Sunday, March 14, 2010

Editorial: City should shift money to needs

Today the unnamed Courier makes the case that elections don't matter and the City should just do what the editor wants.

We know, of course, that the editor vehemently opposed the open-space allocation of sales-tax funds in the 2000 initiative. He and most of the representatives on city councils since have complained continuously about that vote and worked diligently to subvert it.

Somehow it's impossible for these people to understand that in voting to allocate money to buy open space, the voters of Prescott defined purchased open space as a need. So for Council or the editor to turn around and say it isn't is just beating a still-opinionated but entirely dead horse.

People don't vote to tax themselves thinking it might be nice if we could have this. They decide that the thing is necessary to their community at cost to themselves personally. That's fairly persuasive, if you ask me. I'm not saying that voters can't or don't make mistakes in the process, but that's our system, like it or lump it.

The editor can argue all day that we should overturn that initiative and spend the money on streets. He can't argue that such spending is objectively unnecessary -- the voters said otherwise, explicitly, and it'll take another vote to change that -- and he can't argue for just using the money to repair streets instead -- that's not legal or ethical. Given that revenues from that sales tax have far exceeded projections at the time and actual open-space purchasing is far behind intended schedule, he can't say with any authority that open-space purchases have impeded the intent of the initiative in terms of street repair. If the editor believes we need more money for streets, he is arguing in favor of higher taxes to pay for them. He should be advocating a new initiative for additional sales tax to cover better projections of how much money will be needed, and specifically overturning the open-space allocation.
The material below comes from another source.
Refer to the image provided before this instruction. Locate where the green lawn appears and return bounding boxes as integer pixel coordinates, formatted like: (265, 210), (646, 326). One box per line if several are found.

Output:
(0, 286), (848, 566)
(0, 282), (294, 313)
Somehow I don't expect we'll see him doing that. It's so much easier to call for ignoring the will of the people. Things were so much simpler when we had kings, huh?

The language of the 2000 initiative left sensible room for Council to to operate in terms of specific allocations of funds at a given time. The voters trusted Council to follow the clear intent of the initiative rather than bind the City to hard schedules. Council has instead taken advantage of that trust and sensibility to resist the initiative. This short-term political opportunism risks long-term loss of options if the voters decide they can't trust Council. I'd urge sitting Councilors and staff to be very careful about treading on that flag.